Seit 2017 machen die „Aarer Rider“ die Strecke zwischen Aarbergen und Diez unsicher. „Das lässt sogar die Polizei schmunzeln“, erzählt Steffen Loos (29) aus Holzheim. „Aber 25 Kilometer pro Stunde sind ja keine Verkehrsbehinderung“, sagt er augenzwinkernd und spielt auf eine Polizeikontrolle an. Auf Tour sieht man die „Aarer Rider“ vor allem an Wochenenden, wenn das Wetter mitspielt und die Maschinen.

„Auf einem Geburtstag hatten wir die Schnapsidee“, erklärt uns Andre Moog, Gang-Leader der „Aarer-Rider“. Da hieß es: Du hast doch noch ein Mofa in der Garage stehen – und kurzerhand hatten sich dann zwei, drei Mitstreiter gefunden, und die „Aarer Rider“ waren am 19. März 2017 gegründet. Nach und nach kamen immer mehr Mofa-Freunde hinzu. „Wir kennen uns bereits seit dem Kindergarten, über die Schule oder den Sportverein“, so Andre Moog. „Wir haben seither eine Satzung, ein Bankkonto und überlegen, uns als Verein zu registrieren“, erklärt der aktuelle Club-Präsident Christian Born. Selbstverständlich existiert auch ein Strafenkatalog – „denn die Mofas müssen stets fahrbereit sein, sonst droht ein Denkzettel“, so Born. Ein Clubhaus gibt es in Holzheim, die Werkstatt mit Benzin-Öl-Geruch ist in Flacht zu finden.
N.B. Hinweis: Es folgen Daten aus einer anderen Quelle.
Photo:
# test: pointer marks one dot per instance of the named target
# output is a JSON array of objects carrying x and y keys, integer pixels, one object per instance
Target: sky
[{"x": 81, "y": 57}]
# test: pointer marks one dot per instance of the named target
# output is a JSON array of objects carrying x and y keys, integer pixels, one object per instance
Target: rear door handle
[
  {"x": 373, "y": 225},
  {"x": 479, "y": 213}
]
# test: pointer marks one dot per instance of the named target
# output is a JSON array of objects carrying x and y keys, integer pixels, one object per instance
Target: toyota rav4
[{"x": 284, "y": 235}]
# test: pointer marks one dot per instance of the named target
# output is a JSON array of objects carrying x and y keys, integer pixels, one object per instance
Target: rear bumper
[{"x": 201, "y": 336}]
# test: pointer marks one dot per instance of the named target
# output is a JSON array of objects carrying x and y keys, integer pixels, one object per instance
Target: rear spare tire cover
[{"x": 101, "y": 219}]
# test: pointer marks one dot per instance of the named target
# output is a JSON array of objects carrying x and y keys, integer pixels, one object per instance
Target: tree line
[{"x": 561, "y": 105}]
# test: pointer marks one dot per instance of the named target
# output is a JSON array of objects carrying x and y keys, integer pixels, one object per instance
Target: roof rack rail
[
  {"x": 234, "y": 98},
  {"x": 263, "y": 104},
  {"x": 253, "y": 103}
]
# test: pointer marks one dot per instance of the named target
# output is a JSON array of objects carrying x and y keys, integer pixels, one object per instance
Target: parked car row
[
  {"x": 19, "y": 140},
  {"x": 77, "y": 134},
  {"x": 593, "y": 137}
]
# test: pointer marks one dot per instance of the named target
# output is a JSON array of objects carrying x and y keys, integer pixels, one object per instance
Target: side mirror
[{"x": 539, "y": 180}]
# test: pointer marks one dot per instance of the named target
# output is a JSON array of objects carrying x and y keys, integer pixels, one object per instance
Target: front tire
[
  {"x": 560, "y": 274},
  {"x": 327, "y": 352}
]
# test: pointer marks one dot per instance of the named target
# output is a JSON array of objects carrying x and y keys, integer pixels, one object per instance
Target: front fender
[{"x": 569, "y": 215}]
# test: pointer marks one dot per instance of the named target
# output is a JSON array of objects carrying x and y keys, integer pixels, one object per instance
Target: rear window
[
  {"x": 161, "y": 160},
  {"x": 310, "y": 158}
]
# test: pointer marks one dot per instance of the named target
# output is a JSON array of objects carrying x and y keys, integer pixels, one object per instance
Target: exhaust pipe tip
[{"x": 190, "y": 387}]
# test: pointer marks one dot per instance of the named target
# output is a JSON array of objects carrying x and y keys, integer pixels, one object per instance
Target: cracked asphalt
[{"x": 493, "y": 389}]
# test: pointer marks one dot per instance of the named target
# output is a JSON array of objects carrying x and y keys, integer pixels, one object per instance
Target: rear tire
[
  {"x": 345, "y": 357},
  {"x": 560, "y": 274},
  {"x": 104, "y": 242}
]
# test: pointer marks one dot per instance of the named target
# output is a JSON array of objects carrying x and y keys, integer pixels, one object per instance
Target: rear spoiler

Aktuell besteht der Club aus acht Mitgliedern, die allesamt aus Holzheim oder Flacht stammen. Neben Moog, Loos und Born zählen noch Martin Dittmar, Andreas Weiss, Tobias Bapst, Tobias Burkhardt und Daniel Lazzaro zum Kreis der Auserwählten. Alle Mitglieder tragen bei ihren Ausfahrten Jeans- oder Lederkutten, sind zwischen 29 und 33 Jahre alt und bezeichnen mindestens ein Mofa als ihr Eigentum. „Wir leben den Mofa-Kult“, stellt Born klar, der eine Herkules Prima 5S sein Eigen nennt. Darüber hinaus existieren Modelle von Zündapp bis Saxonette. „Die Baujahre erstrecken sich von 1957 bis 1986“, erklärt Steffen Loos die diversen Typen. Er und seine Kumpels können seit ihrer Jugend nicht genug bekommen und dachten sich: „Zurück zu den Wurzeln.“

Seither reparieren, zerlegen und restaurieren sie in ihrer Freizeit die Mofas. „Tuning ist allerdings verboten“, sagt Moog. Einladungen – wie beispielsweise zum Traktorentreff in Kaltenholzhausen – werden dankend angenommen. „Zudem wirken wir demnächst auf dem Kirmesumzug in Niederneisen sowie auf dem Weihnachtsmarkt in Holzheim mit“, gibt Born die weiteren Termine bekannt. Das ist eine Geschichte für die Ewigkeit oder zumindest für die Enkel – denen kann man auch die Mofas vererben“, sagt Andre Moog mit einem Schmunzeln zum Abschluss.